# Trailer/Hay



## Buckaroo

So, I need to pick up 100 square bales with a trailer. Problem is that I don't know what type and how long of a trailer I need. Does anybody out there know how long of a trailer I need, in order to pick up 100 bales? Or.. What trailer can hold 100 bales? Thanks!


----------



## 8350HiTech

Depends on how long the bales are (obviously) but I get 98 on my 11' dually flatbed when stacked 5 layers high, two of those layers are on edge. In other words, a 12' trailer is plenty.


----------



## somedevildawg

Well obviously it depends on the size of the square bales, like women's er.....feet.....they are all different sizes.....but how far are you traveling? Here with my bales, I would consider a 25' deck over with two 7k # axles, but that's me and I like to be safe and I'm considering hauling a distance, not down the road....and my bales are 42" X 16 X 18 @ 65lb....so that's around 7k lbs of hay....mine are bundled and wouldn't need a whole lot of strapping, stacking by hand, results may vary greatly.....good luck, play it safe!


----------



## Teslan

A hay broker and hauler here put our 39x16x18 inch bales on a 16 foot car trailer for years and his dad before him with the same trailer. He would load about 100 on the trailer and 20 on his truck.


----------



## Orchard6

I can get 150 on this 20 ft deck over pretty easily, probably more if I wanted.


----------



## Buckaroo

Well, as for right now I don't know what the size of the bales are.

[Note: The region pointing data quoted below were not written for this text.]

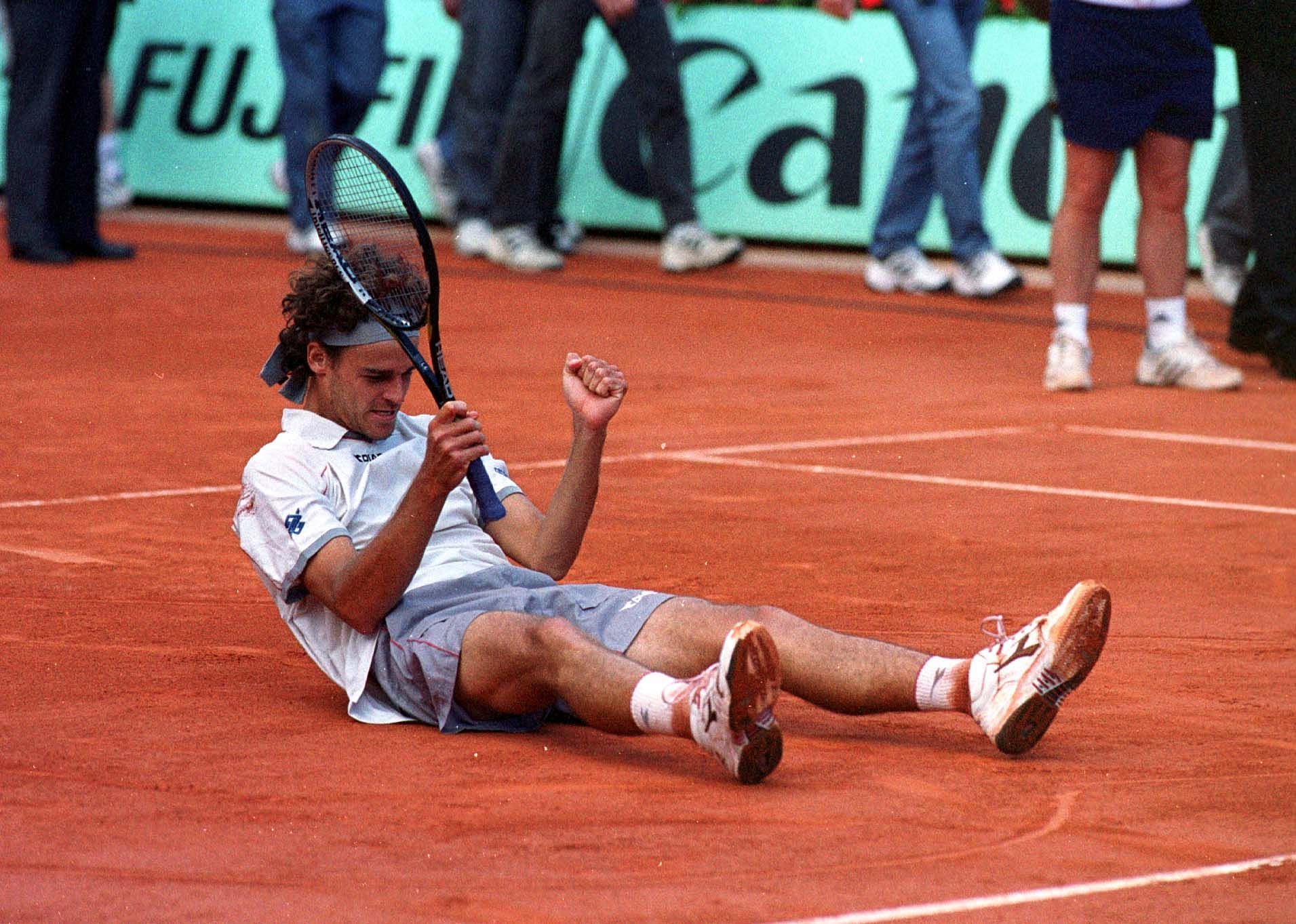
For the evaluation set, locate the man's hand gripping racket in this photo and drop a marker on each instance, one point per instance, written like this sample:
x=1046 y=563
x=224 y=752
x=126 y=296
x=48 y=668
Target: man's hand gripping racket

There just small square bales that way around 60lbs. I'm going 7 hours away so of couse, I will need a trailer that could haul 100 bales with yes problem. I don't want to worry about them falling out or something. Do you think you could use a uhaul trailer that is 6ft by 12ft.


----------



## Teslan

Buckaroo said:


> Well, as for right now I don't know what the size of the bales are. There just small square bales that way around 60lbs. I'm going 7 hours away so of couse, I will need a trailer that could haul 100 bales with yes problem. I don't want to worry about them falling out or something. Do you think you could use a uhaul trailer that is 6ft by 12ft.


For 100 bales 6x12? No way. Unless you are doing two trips? If you strap them good and stack them good they won't fall out.


----------



## 8350HiTech

Buckaroo said:


> Well, as for right now I don't know what the size of the bales are. There just small square bales that way around 60lbs. I'm going 7 hours away so of couse, I will need a trailer that could haul 100 bales with yes problem. I don't want to worry about them falling out or something. Do you think you could use a uhaul trailer that is 6ft by 12ft.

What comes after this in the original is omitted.